A Capela de Nossa Senhora das
Dores estava quase vazia. Numa urna, defronte ao altar, o corpinho de minha
amiga repousava sereno quando amigos e parentes foram chegando pouco a pouco.
Aproximei-me devagar e a vi. Seu rosto, agora livre das fadigas terrenas, expressava
uma ternura angelical. O pequeno sino tocou e o sacerdote entrou reverente para
dar início à celebração. E nesse momento,
exaltou o nome de dona Ida: “Mulher de muitas virtudes e de oração, dona Ida é digna
de ornar-se com o terço que traz nas mãos!”. Sim, o padre Carlos tem razão. O
terço foi companhia inseparável de dona Ida desde a infância. Nas visitas que
eu fazia, nunca a vi sem o tercinho.
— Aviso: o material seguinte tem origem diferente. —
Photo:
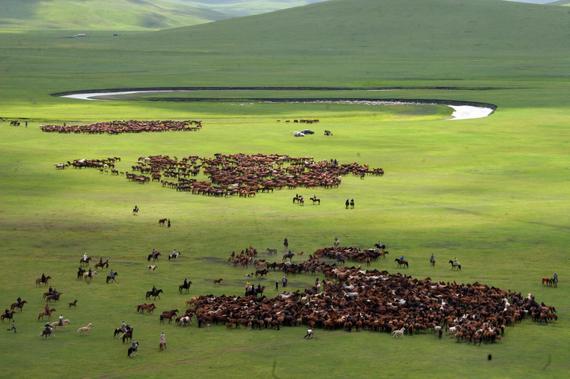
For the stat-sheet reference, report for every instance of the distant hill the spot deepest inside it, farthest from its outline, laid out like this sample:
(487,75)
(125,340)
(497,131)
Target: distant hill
(128,14)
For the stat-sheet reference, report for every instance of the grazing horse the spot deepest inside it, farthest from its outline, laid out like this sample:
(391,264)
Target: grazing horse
(102,263)
(133,349)
(84,261)
(288,255)
(43,280)
(154,293)
(7,315)
(84,330)
(455,265)
(18,305)
(127,335)
(401,263)
(47,312)
(262,273)
(174,255)
(153,256)
(168,315)
(398,333)
(149,308)
(111,277)
(185,286)
(48,331)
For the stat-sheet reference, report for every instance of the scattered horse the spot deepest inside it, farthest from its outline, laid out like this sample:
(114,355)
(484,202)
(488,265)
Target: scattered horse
(18,305)
(111,277)
(102,263)
(174,255)
(398,333)
(43,280)
(148,308)
(85,330)
(168,315)
(455,265)
(153,256)
(401,263)
(185,286)
(155,293)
Muitas vezes eu a encontrava adormecida,
numa espécie de êxtase, mas numa das mãos estava lá o pequeno rosário.
Essa minha amiga viveu os últimos
cinco anos cega e surda numa cadeira de rodas. Quando eu chegava, ela costumava
perguntar quem sou. Mas na impossibilidade de me ouvir ou me enxergar,
desistiu de fazer essa pergunta, indo logo ao ‘trabalho’: “Eu não sei quem é você
nem o que veio pedir, mas Deus sabe e ele vai atender”. E assim, com a mão
sobre minha cabeça, rezava um Pai-Nosso seguido de uma Ave-Maria, finalizando
com a bênção de São Francisco.
Certa feita, isso aconteceu há
uns dois meses, quando eu me ajoelhei diante dela em sua cadeira e pus sua mão
sobre minha cabeça, como sempre fazia, ela me reconheceu de pronto: “É o
Filipe!”. Sorriu, fez o Sinal da Cruz e começou as preces. Fiquei tocado com
aquilo. Como pode, depois de tantos anos sem me reconhecer, nem ao menos me
enxergar ou me ouvir, ela me identificar?! Que alegria eu senti!
Dona Ida viveu muitos anos em São
Paulo, conforme me contou. Na mocidade, tentou entrar para o convento, mas não
foi aceita. Então ela resolveu, por si, consagrar-se à Virgem Maria, com votos
de pobreza e castidade, e tocou a vida. Criou sobrinhos, que eram órfãos, e se
sustentou, trabalhando em fábrica de tecidos na Zona Leste. Na Igreja, exerceu trabalhos
pastorais com menores carentes. Aposentada e com os sobrinhos já adultos,
mudou-se para Amparo, onde continuou suas atividades na Igreja, como leiga
engajada que sempre fora.
Quando os ventos dos anos lhe sopraram
mais fortemente, dona Ida procurou abrigo no Lar dos Velhos, declinando dos
cuidados oferecidos pela sobrinha. Embora tenha experimentado algum sofrimento
na nova casa, dona Ida foi feliz ali. Tinha uma funcionária de sua confiança, a
Maria, que todos os dias a ajudava. O seu quarto era limpo, organizado e havia uma
‘Madona’ sobre uma cômoda, que enfeitava o ambiente, fazendo do espaço uma
pequena capela. Mas essa imagem foi maldosamente quebrada por alguém. Dona Ida,
embora tenha ficado muito triste com isso, conseguiu que a “restaurassem”. Não acho
que houve restauro. Comprou-se outra imagem e assim ela ficou satisfeita.
“Eu sofro muito, mas não reclamo.
Apenas espero a hora em que Deus vai me chamar”, dizia aquela alquebrada
senhora, amarrada na cadeira, com apenas um sopro de voz. E aos noventa e quatro
anos, dona Ida partiu mesmo, mas ‘em odor de santidade’.